Photo credit Vigfús Birgisson.
Winter Calm
In Iceland, there are really only two, almost equally long, seasons: Winter and not-winter. Winter from around the middle of October until the end of April. Half the year is winter: Cold and dark, sometimes encumbering. Navy blue colours, white nuances. Rough weathers, growing low-pressure areas. In winter, shades of light and silent nights become perpetual food for thought. Regardless, it is neither the light nor lack thereof that determines a hard or mild winter. The rhythm of light is always the same, winter darkness passes.
The silence that accompanies the calm forms a contrast to the winter hours; the calm that comes out of nowhere and doesn’t merit a thought between low-pressure areas. The calm distinguishes a good winter from bad. Thus, winter calm is one of these things one doesn’t really think about. Winter calm plays the same role in separating seasons as the space between letters and words in the language, it is an essential part of the meaning.
These two almost opposite words: Winter and calm, define the works in this exhibition. Each artwork references a year or weather reports from annals. Terse descriptions that portray a year or the Icelandic weather in general. By the words Great Snow Winter, every hour of the people who lived in the year 1078 is brought together in one descriptive term, coined in the Resens Annal at a time when words were precious. This calm simplicity contains a savage beauty.
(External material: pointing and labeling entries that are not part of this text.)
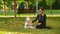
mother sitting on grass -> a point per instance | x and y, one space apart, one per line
41 19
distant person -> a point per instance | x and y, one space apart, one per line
28 23
41 17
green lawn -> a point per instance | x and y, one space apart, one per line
10 24
11 12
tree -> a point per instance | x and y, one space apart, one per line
4 8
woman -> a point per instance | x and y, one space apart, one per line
41 19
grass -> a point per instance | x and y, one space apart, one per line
10 24
11 12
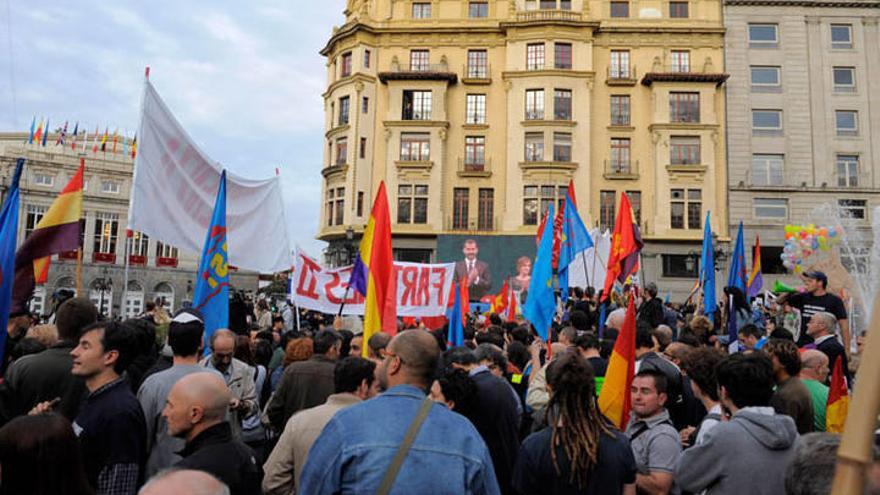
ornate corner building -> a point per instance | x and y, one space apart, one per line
157 271
477 114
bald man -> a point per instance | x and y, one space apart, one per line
355 450
184 482
814 373
196 411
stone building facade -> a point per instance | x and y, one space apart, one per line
156 271
477 114
803 116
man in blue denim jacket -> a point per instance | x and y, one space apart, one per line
355 449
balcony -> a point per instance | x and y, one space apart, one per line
616 170
476 74
426 72
683 73
474 169
620 76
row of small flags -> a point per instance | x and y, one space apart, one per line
106 142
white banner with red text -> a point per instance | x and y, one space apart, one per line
421 289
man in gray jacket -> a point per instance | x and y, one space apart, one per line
749 453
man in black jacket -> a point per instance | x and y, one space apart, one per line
495 413
196 411
46 376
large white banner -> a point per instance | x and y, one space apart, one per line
421 289
595 261
174 188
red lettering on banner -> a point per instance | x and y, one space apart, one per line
309 269
408 278
424 292
334 282
438 284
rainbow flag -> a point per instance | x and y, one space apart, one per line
614 399
838 400
57 232
371 275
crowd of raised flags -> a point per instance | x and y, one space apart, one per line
77 139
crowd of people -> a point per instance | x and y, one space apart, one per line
150 405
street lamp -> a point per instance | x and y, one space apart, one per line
104 284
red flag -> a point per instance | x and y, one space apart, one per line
626 243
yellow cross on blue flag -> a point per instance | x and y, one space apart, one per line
212 287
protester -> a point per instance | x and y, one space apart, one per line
814 373
821 328
496 413
185 339
307 383
354 381
356 448
237 375
184 482
791 396
46 376
817 299
580 452
196 411
748 453
40 455
110 424
655 441
700 364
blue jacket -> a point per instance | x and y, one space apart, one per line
355 450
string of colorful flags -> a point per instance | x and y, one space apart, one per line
79 139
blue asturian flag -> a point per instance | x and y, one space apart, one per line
212 287
541 303
8 231
575 240
455 336
707 271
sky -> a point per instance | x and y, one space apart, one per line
243 78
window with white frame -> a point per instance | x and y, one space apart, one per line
841 36
106 230
110 187
767 169
681 61
847 168
534 104
415 146
534 147
535 56
847 122
475 109
44 179
772 208
766 120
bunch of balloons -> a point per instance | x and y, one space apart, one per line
802 241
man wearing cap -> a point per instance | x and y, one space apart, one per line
185 339
817 299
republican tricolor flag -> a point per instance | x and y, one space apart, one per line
838 400
614 399
373 268
58 231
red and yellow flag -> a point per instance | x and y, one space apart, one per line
373 269
838 400
58 231
615 401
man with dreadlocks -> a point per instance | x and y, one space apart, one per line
581 452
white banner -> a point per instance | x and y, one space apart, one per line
421 289
594 259
173 194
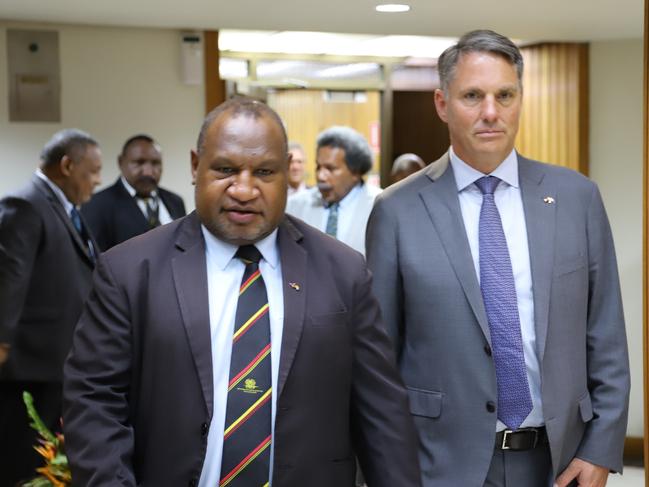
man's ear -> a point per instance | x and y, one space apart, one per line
440 105
194 163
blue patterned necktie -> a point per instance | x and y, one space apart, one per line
499 296
332 220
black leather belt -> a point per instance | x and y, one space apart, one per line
521 439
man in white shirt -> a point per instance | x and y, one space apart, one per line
341 202
297 169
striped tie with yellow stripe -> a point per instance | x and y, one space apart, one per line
247 436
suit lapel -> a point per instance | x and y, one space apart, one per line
58 208
540 219
443 206
190 279
294 276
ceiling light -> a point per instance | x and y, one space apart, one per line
392 8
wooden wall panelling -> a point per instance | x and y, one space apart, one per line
554 121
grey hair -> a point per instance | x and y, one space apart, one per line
478 41
358 154
69 142
405 161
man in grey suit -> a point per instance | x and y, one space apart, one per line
342 201
46 261
504 304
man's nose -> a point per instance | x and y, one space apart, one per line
243 187
489 109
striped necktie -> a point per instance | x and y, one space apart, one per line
247 437
499 296
78 225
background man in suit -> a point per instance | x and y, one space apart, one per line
341 202
155 370
135 203
296 170
504 305
46 263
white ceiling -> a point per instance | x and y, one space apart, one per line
528 20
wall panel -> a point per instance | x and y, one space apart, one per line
554 122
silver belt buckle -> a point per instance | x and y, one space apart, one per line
504 445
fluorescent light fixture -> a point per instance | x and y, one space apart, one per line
392 8
332 44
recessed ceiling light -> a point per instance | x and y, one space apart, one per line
392 7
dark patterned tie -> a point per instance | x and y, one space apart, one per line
332 220
78 225
499 296
152 211
247 437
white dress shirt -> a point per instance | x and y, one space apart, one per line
163 213
224 274
510 206
67 205
346 214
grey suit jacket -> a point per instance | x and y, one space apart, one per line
45 275
139 377
425 280
308 206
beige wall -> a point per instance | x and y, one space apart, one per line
115 82
616 165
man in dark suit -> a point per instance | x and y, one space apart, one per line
135 203
498 282
156 390
46 263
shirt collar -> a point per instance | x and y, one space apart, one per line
223 252
131 189
67 205
465 175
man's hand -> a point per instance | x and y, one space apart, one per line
586 474
4 352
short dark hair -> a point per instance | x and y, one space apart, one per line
478 41
358 154
69 142
239 105
137 138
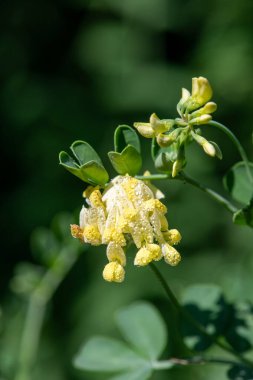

There is also another, terrifying beauty to be found in the destructiveness of weathers and winter hardship. Weathers that break both vessels and churches. Weathers that crush people. These words are used to describe the winter 1778 in the Espihóll Annal: Destitution … people were too weak from hunger to attend to their duties. Four people died of hunger in Ólafsfjörður, the odd person in other places … And this account is from the Ballará Annal, describing the end of April/start of May in 1615: In spring, during Two Apostles Mass, 13 boats were lost in Breiðafjörður in a frightful northerly blizzard; it was relatively quiet in the morning, broke around nine o’clock and lasted until midnight … 80 people drowned in Breiðafjörður that day.
Against this awfulness: The weather, history, heartless winter cold and everything that comes with our existence as human beings on this island, there is still some feeling implicit in how the words cast a light on its understanding. By enlarging the descriptions, you not only feel your smallness against the magnificence of the weather and the overwhelming grandeur of winter. You also feel something else: That there is warmth in experiencing these olden times through the straightforward, poetic language.
This is what words like winter calm remind us of. Our experience of changes in weather and the winter isn’t limited to the outdoors. We mostly experience it in our head, through words. This thought creates a calm of sorts alongside the heaving frost. From there, the memory of prosperity is only a stone’s throw away; that it will return once the hardship passes.